Meeting their match
Fifteen minutes before 11 a.m. on March 18, UIC medical students sat and waited to be handed their future in white envelopes.
“This is only the beginning of your journey,” Dr. Robert Barish, vice chancellor for health affairs, told students as they sat on the edge of their seats alongside their friends and family on National Match Day, when students from 155 medical schools across the nation learned where they will complete their residencies.
“There will certainly be many challenges in front of you as you begin your residencies. My hope is that each of you will learn and grow from these challenges as your career unfolds in the years ahead.”
“We’re feeling nervous, scared and inspired,” said Megha Shankar, a student who participated in a flash mob during the ceremony with other seniors.
About 800 guests, including students, their families, alumni and administrators, counted down the final 10 seconds before envelopes were torn, hugs were shared and students yelled their congratulations across tables. The matching process is done by the National Resident Matching Program.
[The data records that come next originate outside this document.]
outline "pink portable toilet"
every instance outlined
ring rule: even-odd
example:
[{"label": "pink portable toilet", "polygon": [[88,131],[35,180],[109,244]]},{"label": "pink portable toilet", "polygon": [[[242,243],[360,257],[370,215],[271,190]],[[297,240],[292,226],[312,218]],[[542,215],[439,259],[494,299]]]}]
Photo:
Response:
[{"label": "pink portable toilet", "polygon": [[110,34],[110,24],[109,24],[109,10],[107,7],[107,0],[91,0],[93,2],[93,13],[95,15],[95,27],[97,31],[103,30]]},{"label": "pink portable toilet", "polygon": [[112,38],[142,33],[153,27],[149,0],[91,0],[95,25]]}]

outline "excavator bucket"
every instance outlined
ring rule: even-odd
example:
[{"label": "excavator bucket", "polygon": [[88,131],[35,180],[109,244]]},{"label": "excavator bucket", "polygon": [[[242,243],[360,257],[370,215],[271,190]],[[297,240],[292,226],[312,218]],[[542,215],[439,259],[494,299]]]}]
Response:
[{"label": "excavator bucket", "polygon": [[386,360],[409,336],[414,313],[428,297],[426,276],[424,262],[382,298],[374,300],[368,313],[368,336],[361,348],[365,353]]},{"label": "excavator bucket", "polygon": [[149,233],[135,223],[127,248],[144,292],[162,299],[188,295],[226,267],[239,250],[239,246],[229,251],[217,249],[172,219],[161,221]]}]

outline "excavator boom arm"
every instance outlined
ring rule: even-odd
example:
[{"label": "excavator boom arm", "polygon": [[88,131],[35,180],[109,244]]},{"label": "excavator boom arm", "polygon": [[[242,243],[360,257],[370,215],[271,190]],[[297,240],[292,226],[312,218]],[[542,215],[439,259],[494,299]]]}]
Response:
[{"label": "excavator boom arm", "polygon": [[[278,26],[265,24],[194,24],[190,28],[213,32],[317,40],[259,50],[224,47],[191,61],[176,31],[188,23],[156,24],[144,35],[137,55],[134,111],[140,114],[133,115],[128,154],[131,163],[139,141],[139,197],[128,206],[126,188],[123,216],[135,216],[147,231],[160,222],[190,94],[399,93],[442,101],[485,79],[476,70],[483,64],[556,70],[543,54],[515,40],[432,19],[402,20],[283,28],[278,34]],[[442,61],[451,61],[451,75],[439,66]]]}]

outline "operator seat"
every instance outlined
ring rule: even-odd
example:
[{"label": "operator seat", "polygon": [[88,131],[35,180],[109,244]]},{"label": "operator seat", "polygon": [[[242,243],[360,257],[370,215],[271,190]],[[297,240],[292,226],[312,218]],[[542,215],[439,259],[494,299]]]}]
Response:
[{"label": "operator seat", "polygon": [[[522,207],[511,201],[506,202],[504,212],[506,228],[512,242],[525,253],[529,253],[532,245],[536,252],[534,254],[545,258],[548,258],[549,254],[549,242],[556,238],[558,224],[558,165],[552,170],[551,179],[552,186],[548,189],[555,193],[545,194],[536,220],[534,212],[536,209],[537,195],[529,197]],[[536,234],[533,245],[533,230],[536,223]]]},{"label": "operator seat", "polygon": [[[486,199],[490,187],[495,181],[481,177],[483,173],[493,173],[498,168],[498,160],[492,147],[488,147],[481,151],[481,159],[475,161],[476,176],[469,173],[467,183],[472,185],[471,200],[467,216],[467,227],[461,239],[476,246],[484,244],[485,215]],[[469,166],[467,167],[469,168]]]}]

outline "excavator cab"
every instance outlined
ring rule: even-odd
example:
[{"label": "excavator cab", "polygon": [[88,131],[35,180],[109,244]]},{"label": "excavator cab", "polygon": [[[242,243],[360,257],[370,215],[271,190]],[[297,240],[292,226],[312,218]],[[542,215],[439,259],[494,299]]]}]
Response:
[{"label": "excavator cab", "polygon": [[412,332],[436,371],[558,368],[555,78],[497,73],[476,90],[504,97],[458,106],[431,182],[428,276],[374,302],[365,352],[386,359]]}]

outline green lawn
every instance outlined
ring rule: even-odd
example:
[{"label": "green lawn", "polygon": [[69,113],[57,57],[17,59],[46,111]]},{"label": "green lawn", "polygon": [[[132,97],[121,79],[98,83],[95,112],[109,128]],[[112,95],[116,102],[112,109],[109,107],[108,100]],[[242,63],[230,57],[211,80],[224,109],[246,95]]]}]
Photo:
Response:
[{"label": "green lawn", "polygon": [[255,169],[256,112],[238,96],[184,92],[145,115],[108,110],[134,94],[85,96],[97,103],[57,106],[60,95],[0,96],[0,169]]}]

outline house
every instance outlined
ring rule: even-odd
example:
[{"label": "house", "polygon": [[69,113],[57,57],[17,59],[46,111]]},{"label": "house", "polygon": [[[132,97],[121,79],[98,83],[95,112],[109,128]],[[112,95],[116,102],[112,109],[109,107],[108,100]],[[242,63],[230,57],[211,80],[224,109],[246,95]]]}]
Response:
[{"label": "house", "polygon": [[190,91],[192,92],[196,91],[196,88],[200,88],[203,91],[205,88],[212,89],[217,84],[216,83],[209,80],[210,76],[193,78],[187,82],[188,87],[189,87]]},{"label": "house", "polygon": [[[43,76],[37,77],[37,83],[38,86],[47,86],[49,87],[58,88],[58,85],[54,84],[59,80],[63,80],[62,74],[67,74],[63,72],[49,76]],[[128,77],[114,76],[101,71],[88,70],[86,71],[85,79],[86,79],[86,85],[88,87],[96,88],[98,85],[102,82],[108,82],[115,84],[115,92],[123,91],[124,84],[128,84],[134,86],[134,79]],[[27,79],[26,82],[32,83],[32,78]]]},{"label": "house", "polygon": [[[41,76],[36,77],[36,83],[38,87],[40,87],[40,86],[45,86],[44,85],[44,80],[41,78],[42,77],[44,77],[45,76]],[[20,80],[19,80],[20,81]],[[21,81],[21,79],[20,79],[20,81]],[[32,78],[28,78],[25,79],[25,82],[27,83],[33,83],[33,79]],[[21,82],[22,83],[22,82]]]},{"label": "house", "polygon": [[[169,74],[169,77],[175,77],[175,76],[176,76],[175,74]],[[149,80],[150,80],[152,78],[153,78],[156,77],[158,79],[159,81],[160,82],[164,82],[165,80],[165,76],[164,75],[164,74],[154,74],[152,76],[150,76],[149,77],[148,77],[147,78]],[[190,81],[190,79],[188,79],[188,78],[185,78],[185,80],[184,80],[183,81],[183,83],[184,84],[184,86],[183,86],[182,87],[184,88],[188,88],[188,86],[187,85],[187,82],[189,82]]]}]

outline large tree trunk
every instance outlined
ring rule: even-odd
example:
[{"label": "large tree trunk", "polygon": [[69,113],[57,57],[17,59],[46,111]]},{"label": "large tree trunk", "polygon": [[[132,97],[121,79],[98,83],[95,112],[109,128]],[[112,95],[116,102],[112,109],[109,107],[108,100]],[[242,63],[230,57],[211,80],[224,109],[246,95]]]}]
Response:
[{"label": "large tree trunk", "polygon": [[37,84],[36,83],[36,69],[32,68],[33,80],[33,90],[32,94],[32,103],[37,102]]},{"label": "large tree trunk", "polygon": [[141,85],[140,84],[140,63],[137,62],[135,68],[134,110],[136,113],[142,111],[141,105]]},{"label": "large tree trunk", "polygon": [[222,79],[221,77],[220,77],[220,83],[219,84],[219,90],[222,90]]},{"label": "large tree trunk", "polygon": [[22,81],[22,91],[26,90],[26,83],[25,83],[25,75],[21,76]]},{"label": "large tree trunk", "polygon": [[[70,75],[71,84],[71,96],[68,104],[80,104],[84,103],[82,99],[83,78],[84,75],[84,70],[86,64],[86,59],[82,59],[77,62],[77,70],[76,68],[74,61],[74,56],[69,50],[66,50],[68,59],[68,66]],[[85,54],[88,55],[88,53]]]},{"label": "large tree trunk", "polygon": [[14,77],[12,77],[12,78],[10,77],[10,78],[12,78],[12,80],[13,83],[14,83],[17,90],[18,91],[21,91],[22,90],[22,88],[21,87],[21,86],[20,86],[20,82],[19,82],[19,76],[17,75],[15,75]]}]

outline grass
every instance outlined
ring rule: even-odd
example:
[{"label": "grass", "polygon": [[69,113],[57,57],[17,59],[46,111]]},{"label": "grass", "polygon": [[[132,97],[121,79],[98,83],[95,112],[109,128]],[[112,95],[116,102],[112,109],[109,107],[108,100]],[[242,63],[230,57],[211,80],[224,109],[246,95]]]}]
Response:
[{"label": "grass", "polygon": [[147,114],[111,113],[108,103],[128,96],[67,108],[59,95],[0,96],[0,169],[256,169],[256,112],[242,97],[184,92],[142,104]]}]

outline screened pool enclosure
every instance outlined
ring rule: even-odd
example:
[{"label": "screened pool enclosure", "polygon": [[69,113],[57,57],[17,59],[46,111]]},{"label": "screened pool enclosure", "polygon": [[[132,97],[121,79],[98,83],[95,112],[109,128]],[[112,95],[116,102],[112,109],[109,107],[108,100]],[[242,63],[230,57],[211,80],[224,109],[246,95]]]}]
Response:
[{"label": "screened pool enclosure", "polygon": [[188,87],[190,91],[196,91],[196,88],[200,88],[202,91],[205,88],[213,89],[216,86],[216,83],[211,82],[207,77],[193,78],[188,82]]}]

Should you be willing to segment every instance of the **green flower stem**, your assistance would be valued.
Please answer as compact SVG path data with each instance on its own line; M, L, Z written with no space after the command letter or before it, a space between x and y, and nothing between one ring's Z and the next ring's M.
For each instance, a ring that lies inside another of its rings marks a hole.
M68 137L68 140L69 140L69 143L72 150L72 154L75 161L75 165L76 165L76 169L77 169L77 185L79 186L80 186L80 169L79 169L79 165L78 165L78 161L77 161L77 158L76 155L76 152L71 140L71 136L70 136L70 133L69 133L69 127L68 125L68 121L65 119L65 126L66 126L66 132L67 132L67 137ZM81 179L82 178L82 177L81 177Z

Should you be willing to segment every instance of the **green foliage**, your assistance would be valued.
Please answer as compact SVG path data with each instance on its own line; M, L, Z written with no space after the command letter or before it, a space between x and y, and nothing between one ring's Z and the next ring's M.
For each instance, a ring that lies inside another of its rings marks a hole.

This year, more than 34,000 students registered nationally to compete for 30,000 available residency positions; 176 of registered students were from UIC.
Pedro Alvarez lifted his hands and shouted in celebration after learning that he would complete his obstetrics and gynecology residency at Harbor-UCLA Medical Center.
“I cried a little bit,” he said happily. “It’s going to be hard and challenging, but it’s going to be amazing.”
California is just one of 29 states that students from the Chicago campus will be headed to, including Hawaii, Florida and Washington.
Almost half of the class will stay in Illinois, and UIC is the No. 1 training facility for students from the Chicago campus.
Specializing in internal medicine and pediatrics, Ana Mauro said her match at UIC was a “dream come true.”
“It’s so surreal,” she said. “UIC was such an integral part of my education as a physician and I am ecstatic to be here and to
continue growing here.”
The top specialty for students at the Chicago campus was internal medicine. Other popular specialties included family medicine and pediatrics.
Fifty students from the Rockford campus matched to programs in 16 specialties and 20 states. Twenty-eight percent of the class will stay in Illinois. Family medicine and internal medicine were the most popular medical specialties.
A quarter of Peoria’s Class of 2016 was matched to residencies in Illinois. Forty-
nine students matched to 19 specialties at residency locations across 21 states. Top specialties for student matches were internal medicine, anesthesiology and radiology-diagnostic.
Twenty-nine graduating seniors from the Urbana-Champaign campus will complete their medical training in residency programs for 16 specialties — top areas included internal medicine, family medicine and neurology — in 16 states; seven students were matched in Illinois.
Darshana Bhattacharyya matched in family medicine/psychiatry.
“Up until today I didn’t know if I was going to be a psychiatrist or combined family med and psych,” she said as she wiped tears away. “It’s everything that I wanted in a program.”
She’ll complete her residency at the University of Cincinnati Medical Center, and she’ll do it alongside her husband, Shaun Harty, too.
“We couples matched,” said Harty who matched to the UC Medical Center’s emergency medicine residency program. Harty and Bhattacharyya met on the first day of medical school. They’ve been married two years.
“We wouldn’t be here without UIC and what we’ve learned,” Harty said.
Leaving UIC is “bittersweet,” Alvarez said.
“UIC is amazing,” he said. “They have the best support system and they really put their money where their mouth is. When they say they’re going to help you and support you, they actually do it. I wouldn’t change it for anything.”
Javett Orgain, a self-proclaimed “UIC lifer,” congratulated students and told them to remember their powerful roots.
“Whether you stay at UIC for residency or move away, remember that you will always, always, always be a vital part of our Illinois medicine community,” said Orgain, clinical assistant professor of family medicine, distinguished alumnus and member of the College of Medicine’s Medical Alumni Council.